A cualquiera que tenga dudas sobre si hay que destinar recursos públicos para acoger refugiados le invito a echar un vistazo a las decenas de fotografías de niños embarcando en el puerto de Santurtzi entre abril y junio de 1937. Si tarda más de tres segundos en comprender que, en nombre de nuestros mayores —los pocos que nos quedan y los muchísimos que nos han ido dejando—, ni deberíamos plantearnos algo tan meridianamente claro, concluiré que mi interlocutor no tiene corazón ni, desde luego, memoria.
No, el debate no está ahí. Un pueblo que ha sufrido —¡apenas ayer!— lejanos y desgarradores exilios debe prestarse a recibir a la mayor cantidad posible de personas que huyen del horror. Sin racanear un céntimo y, por descontado, para alojarlos en unas condiciones dignas, es decir, no despachándolos a los amontonaderos de carne humana habituales, allá donde no molesten a los solidarios de pitiminí ni a los gobernantes que quieren pasar por la recaraba del altruismo.

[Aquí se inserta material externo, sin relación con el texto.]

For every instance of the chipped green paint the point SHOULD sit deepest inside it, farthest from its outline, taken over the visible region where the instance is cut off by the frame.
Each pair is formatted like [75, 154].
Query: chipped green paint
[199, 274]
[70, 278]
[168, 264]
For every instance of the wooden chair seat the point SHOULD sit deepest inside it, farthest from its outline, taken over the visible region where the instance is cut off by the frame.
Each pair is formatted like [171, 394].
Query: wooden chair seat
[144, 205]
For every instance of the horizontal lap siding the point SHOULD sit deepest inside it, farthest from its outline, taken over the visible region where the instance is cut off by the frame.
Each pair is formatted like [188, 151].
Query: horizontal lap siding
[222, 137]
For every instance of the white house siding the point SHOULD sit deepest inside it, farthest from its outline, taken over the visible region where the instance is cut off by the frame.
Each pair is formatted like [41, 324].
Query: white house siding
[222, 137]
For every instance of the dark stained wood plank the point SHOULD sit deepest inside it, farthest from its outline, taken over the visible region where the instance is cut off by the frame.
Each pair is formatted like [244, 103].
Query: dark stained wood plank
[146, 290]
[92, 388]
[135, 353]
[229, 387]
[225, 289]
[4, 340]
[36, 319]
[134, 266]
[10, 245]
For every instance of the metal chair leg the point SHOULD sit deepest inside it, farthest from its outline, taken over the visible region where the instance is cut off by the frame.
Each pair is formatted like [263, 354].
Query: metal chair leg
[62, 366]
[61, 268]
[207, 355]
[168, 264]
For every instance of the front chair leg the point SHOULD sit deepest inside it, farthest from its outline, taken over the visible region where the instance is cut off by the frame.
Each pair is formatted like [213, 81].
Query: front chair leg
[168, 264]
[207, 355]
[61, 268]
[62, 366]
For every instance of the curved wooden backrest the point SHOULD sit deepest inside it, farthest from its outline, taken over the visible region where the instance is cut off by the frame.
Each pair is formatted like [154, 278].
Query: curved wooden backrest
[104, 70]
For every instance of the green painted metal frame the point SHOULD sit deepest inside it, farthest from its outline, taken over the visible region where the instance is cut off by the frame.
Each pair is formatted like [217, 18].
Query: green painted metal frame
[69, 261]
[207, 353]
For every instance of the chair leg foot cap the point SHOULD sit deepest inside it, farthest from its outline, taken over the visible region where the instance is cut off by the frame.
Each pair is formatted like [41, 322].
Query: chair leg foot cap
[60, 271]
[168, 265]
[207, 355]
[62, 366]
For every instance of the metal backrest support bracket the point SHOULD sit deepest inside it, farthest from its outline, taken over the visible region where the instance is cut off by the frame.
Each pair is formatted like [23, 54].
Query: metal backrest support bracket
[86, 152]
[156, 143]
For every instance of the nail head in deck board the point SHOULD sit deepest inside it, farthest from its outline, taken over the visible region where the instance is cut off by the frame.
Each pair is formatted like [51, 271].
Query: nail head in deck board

Nombro a unos y otros, no lo niego, a mala baba, porque lo que quiero decir en el fondo es que cuando se trata simplemente de hacer lo correcto, sobran los juegos florales y las competiciones para ver quién es más espléndido. La tremenda foto del cadáver del pequeño Aylan despertó sentimientos muy nobles, es cierto, pero también ha inaugurado una indecente y morbosa subasta. ¿Solo a mi me parece que buena parte de los pomposos ofrecimientos de administradores públicos varios (algunos de ellos, ridículos hasta la náusea) apestan a oportunismo ramplón, a que no se diga y a no vamos a ser menos que el vecino o que los del otro partido?